Hild se refusait encore à repenser à la façon dont ses fils avaient été conçus : dix années avaient passé, sans pour autant effacer la plaie béante qui s'était ouverte en son cœur cette nuit-là. A l'annonce de la grossesse de son épouse, puis après son accouchement, Folcwine ne l'avait plus jamais approchée de la sorte un accord tacite s'était instauré entre eux : elle avait rempli son rôle et lui avait donné deux héritiers, ils n'avaient nul besoin de poursuivre ce qu'aucun d'eux ne souhaitait faire.

Les époux faisaient depuis lors chambre à part, et ne partageaient leur quotidien qu'en cas de nécessité, pour conserver les apparences et montrer au peuple du Rohan à quel point leur union était heureuse et pleine de promesses pour l'avenir du Royaume. Les domestiques étaient tenus de garder le secret sur ce qu'il se passait réellement dans le Palais d'Or, une fois les portes fermées, et Hild se doutait que cette injonction n'était respectée que par l'amour qu'on lui portait, et non par peur des menaces du Roi.

Hild et Folcwine se pliaient à ce simulacre de bonheur en public, mais s'adressaient rarement la parole en dehors de ces rares occasions. Leur nuit de noces avait fissuré la belle entente fraternelle que les deux cousins entretenaient jusqu'ici. Si Hild avait autrefois pu soutirer un sourire à Folcwine, un geste d'affection, il n'en était plus rien, et ils étaient devenus deux étrangers l'un envers l'autre. Malgré tout, la Princesse croisait parfois le regard plein de tristesse et de remords que lui jetait son cousin, avant qu'il ne reprenne l'air maussade coutumier qui ne le quittait plus.

Hild laissa échapper un soupir avant de retourner son attention vers ses fils. Folcred commençait à se réveiller, mais Fastred semblait vouloir prolonger sa nuit. La jeune femme admira leurs traits encore bouffis de sommeil, leurs petits yeux fatigués, leurs belles boucles blondes, si similaires aux siennes, qui encadraient leurs visages enfantins. Les deux garçons tenaient de leur père leurs yeux bleu métallique, qu'ils partageaient avec leur grand-père le Roi, ainsi que leur grande taille pour des enfants de leur âge mais leur chevelure blonde aux reflets roux et leurs visages aux courbes arrondies venaient d'elle. La jeune femme était heureuse que leur sang rohirrique ressorte davantage que leur héritage gondorien, plus marqué chez leur père.

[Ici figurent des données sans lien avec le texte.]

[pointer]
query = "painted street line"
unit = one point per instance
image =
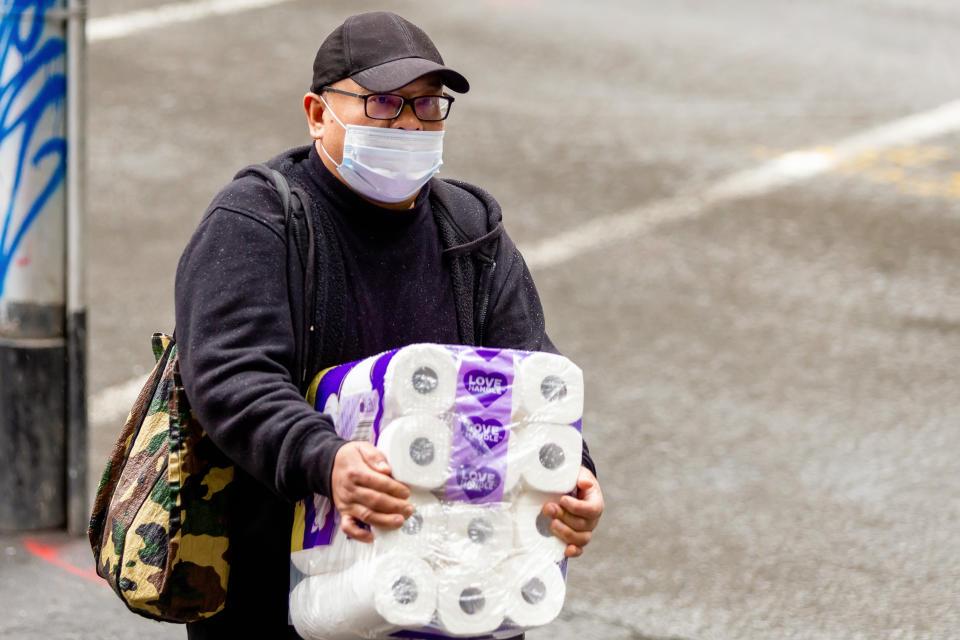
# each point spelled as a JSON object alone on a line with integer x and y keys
{"x": 786, "y": 170}
{"x": 790, "y": 168}
{"x": 125, "y": 24}
{"x": 51, "y": 554}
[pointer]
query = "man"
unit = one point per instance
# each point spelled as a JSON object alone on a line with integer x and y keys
{"x": 394, "y": 269}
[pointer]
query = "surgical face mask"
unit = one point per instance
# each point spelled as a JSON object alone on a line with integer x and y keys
{"x": 387, "y": 165}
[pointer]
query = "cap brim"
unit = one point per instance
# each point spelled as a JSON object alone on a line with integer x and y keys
{"x": 392, "y": 75}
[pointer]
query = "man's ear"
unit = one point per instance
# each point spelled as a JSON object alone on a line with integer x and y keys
{"x": 314, "y": 109}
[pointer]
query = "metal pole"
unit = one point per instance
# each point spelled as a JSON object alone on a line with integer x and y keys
{"x": 78, "y": 509}
{"x": 33, "y": 348}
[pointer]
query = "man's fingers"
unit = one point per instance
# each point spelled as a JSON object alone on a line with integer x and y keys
{"x": 588, "y": 509}
{"x": 568, "y": 535}
{"x": 378, "y": 502}
{"x": 375, "y": 459}
{"x": 577, "y": 523}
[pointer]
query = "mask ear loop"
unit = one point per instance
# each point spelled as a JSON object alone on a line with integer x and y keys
{"x": 339, "y": 165}
{"x": 323, "y": 148}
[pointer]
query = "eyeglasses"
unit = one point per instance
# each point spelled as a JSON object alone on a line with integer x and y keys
{"x": 387, "y": 106}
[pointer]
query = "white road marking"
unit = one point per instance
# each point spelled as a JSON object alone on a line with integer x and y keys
{"x": 785, "y": 170}
{"x": 114, "y": 402}
{"x": 124, "y": 24}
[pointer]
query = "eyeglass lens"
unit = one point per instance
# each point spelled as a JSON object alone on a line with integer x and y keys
{"x": 385, "y": 106}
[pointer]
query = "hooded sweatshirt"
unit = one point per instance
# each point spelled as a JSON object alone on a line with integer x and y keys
{"x": 237, "y": 336}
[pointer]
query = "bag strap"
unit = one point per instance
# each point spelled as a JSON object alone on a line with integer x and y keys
{"x": 471, "y": 248}
{"x": 299, "y": 224}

Fort heureusement, les jumeaux avaient également davantage hérité de son tempérament à elle, doux et joyeux, et bien peu du sombre caractère de Folcwine et Fréawine. Néanmoins, les rares colères que piquaient les garçons étaient légendaires, et Hild faisait tout pour maîtriser cette fougue dangereuse qui sommeillait en eux, prenant le pas sur les nourrices dans leur éducation, et faisant en sorte qu'ils évitent le plus possible le Roi.

A sa plus grande surprise, Folcwine s'était révélé être un père aimant et patient, se dégageant du temps pour apprendre à ses fils à monter à poney, à tenir une épée, ou simplement pour leur raconter une histoire. C'était dans ces moments de douce quiétude que Hild retrouvait parfois le cousin qu'elle avait connu, et qu'elle était tentée de lui pardonner ce qu'il lui avait fait.

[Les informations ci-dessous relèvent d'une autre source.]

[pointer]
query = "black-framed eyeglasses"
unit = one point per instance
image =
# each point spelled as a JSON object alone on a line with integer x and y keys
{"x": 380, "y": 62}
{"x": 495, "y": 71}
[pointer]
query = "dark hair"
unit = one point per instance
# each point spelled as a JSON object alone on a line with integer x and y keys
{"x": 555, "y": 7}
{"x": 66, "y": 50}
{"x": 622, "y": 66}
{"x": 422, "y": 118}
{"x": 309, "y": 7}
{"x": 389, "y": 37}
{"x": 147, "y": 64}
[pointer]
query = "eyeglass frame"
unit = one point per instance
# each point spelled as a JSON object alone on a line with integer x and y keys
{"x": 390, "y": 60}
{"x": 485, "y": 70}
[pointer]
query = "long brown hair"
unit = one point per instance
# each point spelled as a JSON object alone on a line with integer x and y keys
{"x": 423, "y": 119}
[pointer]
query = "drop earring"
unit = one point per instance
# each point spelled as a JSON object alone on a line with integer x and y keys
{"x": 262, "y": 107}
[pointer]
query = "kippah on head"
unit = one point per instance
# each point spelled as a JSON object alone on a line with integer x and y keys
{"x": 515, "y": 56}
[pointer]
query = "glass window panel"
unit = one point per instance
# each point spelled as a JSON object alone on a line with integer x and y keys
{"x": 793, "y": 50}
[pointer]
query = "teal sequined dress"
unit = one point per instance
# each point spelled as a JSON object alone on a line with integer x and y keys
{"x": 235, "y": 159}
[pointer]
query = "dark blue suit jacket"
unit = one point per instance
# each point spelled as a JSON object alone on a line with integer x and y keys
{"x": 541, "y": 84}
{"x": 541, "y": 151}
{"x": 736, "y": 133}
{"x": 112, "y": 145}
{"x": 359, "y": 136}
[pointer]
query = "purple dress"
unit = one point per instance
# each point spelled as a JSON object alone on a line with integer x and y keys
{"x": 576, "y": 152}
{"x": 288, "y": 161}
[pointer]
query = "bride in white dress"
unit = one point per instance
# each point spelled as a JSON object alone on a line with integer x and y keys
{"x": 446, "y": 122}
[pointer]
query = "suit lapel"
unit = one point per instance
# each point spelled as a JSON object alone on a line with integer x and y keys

Alors se superposait au visage de ses fils celui d'Éothain, et toute compassion désertait le cœur de la jeune femme.

Bien qu'estompés par le temps, les traits de son frère lui revenaient souvent en mémoire, et avec eux la colère et la tristesse coutumières qui prenaient possession d'elle quand elle repensait à ce que Fréawine avait fait à sa famille. Cette rage sourde qui sommeillait en elle ne s'était jamais éteinte, et Hild n'oubliait pas la promesse qu'elle s'était faite d'un jour se venger. Mais les propos de Folcwine à la naissance de leurs fils avaient été limpides : soit elle taisait ce qu'elle savait, ou bien elle ne revoyait plus jamais ses enfants l'emprisonnement ou la mort étaient les seuls choix qui s'offriraient à elle en de telles circonstances.

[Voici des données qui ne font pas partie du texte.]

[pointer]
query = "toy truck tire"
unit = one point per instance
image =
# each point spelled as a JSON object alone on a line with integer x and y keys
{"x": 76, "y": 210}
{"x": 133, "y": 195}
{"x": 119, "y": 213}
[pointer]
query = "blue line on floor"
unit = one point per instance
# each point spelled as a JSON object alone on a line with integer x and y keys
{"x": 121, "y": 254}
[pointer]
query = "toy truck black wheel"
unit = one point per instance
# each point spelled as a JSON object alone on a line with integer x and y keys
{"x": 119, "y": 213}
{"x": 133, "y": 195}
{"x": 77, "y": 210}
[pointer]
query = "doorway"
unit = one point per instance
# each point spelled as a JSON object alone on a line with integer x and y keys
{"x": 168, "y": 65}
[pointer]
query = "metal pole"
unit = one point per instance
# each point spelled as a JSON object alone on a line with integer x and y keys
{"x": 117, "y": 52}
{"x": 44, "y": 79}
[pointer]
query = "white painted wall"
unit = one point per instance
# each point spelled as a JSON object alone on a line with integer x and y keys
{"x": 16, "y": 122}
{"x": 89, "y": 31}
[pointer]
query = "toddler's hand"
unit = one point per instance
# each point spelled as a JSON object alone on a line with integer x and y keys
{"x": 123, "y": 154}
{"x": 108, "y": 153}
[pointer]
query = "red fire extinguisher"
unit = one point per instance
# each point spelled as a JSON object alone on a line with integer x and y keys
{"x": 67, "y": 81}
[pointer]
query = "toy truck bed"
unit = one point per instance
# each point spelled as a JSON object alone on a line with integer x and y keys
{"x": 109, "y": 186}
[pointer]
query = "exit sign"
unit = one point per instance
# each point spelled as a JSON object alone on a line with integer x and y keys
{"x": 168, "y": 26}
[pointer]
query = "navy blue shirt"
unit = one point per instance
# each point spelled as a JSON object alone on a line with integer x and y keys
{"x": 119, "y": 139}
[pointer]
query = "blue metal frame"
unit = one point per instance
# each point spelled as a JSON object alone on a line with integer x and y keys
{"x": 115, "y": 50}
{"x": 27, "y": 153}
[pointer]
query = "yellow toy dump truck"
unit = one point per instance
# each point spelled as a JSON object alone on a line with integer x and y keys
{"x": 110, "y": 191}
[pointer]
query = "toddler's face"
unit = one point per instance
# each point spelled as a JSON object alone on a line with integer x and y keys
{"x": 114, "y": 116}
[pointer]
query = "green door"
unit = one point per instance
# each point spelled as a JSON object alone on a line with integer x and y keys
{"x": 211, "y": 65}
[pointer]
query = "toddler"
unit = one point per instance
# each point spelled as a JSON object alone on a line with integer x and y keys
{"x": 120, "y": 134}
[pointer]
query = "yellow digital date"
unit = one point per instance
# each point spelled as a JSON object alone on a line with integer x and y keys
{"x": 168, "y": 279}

Hild avait donc muselé sa colère, du moins en apparence, car ses enfants, bien que conçus de la plus horrible des manières, étaient devenus sa raison de vivre. Rien ni personne ne les arracherait jamais à elle. La jeune femme était ainsi devenue maître en la matière de dissimuler ses émotions, comme Míriel avait pu le lui inculquer, et avait rapidement endormie la méfiance de la famille royale, devenant en tout point la Princesse parfaite qu'attendait d'elle son oncle.

Mais en son sein sommeillait la promesse d'un jour retrouver Éothain, et de libérer le peuple du Rohan du joug de son tyran.


Le soleil brillait haut dans le ciel, et malgré la toile tendue au-dessus de leur stand, Éothain commençait à trouver la chaleur ambiante étouffante, à laquelle s'ajoutait la poussière dégagée par le passage de centaines de personnes. Mais le jeune homme ne pouvait décemment pas se plaindre d'une telle affluence : comme les années précédentes, cette première journée de la Foire des Eaux d'Eté tenait ses promesses Harding et lui avaient collecté une coquette somme depuis l'ouverture des festivités, en vendant une quantité satisfaisante de lames, dagues, épées, boucliers … Ils avaient même installé à un coin de leur stand de quoi polir, aiguiser ou réparer toutes sortes de pièce en métal.

Éothain terminait tout juste de prendre en note une commande à livrer la semaine prochaine, qu'une nouvelle cliente se présentait devant lui. Voyant Harding déjà occupé ailleurs, il se chargea d'accueillir la jeune femme. Son apparence le surprit : même si Tertrebois accueillait des voyageurs venus de tout le Rohan durant la Foire, elle semblait pour sa part venir de bien plus loin. Si ses longs cheveux d'ébène et ses yeux gris n'étaient pas des indices suffisants, son accent la trahit tout autant lorsqu'elle prit la parole.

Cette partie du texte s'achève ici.